Medications such as NSAIDs, cortisone or the local anaesthetic lidocaine can be injected directly into a muscle or vertebral joint. Sometimes the nerve toxin botulinum toxin (“Botox”) is also injected. However, the effect of local injections has not been well studied.
The German Society for General and Family Medicine advises against injections for non-specific neck pain because of the possible risks. The risks include injuries, allergic reactions and seizures. In addition, there is always a low risk of germs getting into the body and causing an infection.
Lidocaine injections can lead to a temporary increase in pain, discomfort such as tingling, numbness or burning at the injection sites. NSAID injections probably do not work any better than NSAID tablets.
When is a neck brace useful?
In the past, neck braces were often used after a whiplash injury. Today, however, they are hardly recommended because wearing a neck brace weakens the neck muscles and can make the problems worse.

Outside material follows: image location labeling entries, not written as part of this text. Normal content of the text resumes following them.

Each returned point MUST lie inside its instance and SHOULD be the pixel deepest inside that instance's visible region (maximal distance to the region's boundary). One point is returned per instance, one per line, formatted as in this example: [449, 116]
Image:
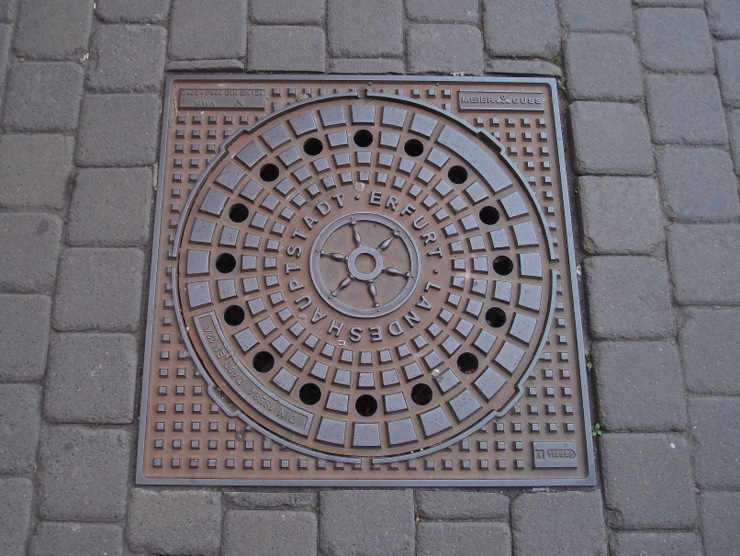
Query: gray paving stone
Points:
[205, 65]
[640, 386]
[19, 427]
[714, 426]
[720, 522]
[172, 521]
[354, 519]
[6, 32]
[24, 329]
[733, 119]
[83, 473]
[31, 241]
[728, 69]
[302, 500]
[8, 10]
[506, 66]
[34, 170]
[602, 67]
[43, 96]
[99, 289]
[203, 30]
[685, 109]
[441, 11]
[80, 539]
[127, 58]
[558, 523]
[644, 544]
[521, 28]
[91, 379]
[111, 206]
[269, 532]
[458, 504]
[53, 30]
[366, 65]
[647, 481]
[611, 138]
[584, 15]
[705, 263]
[629, 298]
[359, 29]
[286, 48]
[287, 11]
[444, 48]
[698, 184]
[438, 537]
[15, 514]
[724, 18]
[710, 350]
[621, 216]
[665, 49]
[132, 11]
[118, 130]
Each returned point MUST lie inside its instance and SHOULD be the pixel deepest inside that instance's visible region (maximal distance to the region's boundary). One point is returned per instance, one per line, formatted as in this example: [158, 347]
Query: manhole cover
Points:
[362, 280]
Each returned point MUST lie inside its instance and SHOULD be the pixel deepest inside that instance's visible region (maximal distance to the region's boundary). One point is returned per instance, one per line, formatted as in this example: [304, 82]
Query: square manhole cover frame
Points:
[188, 437]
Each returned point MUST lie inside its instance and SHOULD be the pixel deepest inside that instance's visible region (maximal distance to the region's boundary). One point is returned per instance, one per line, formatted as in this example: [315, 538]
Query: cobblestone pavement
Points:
[652, 109]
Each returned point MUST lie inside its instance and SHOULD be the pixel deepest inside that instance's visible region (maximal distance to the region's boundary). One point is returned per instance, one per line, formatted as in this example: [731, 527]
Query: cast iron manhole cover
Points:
[365, 280]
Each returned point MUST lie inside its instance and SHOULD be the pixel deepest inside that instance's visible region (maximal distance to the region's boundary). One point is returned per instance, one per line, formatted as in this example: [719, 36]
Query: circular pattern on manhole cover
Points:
[363, 277]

In cases of severe pain, neck braces are sometimes used for a short time to relieve the neck or to make sleep easier. However, a neck brace should only be worn for a few hours a day and for no longer than 1 to 2 weeks to avoid muscle weakness.
Are ergonomic measures at the workplace useful?
Ergonomic measures include, for example, adjusting the seat height at the desk, the position of the chair back, the distance from the chair to the keyboard and the height of the screen. There are also ergonomic work aids such as special keyboards, mice or mouse pads. They are designed to help avoid awkward postures at the workplace. However, it is unclear what effect such measures have, as there are no meaningful studies on the ergonomic adaptation of the workplace.
In principle, there used to be relatively rigid guidelines for the “correct” sitting posture at the workplace. Today, occupational health experts assume that movement at the workplace is the most important factor. This means changing your sitting position as often as possible during the course of the day and getting up again and again in between. Movement promotes the blood circulation of muscles, intervertebral discs and other tissues. It is also intended to prevent muscle fatigue caused by rigid and one-sided positions and associated problems.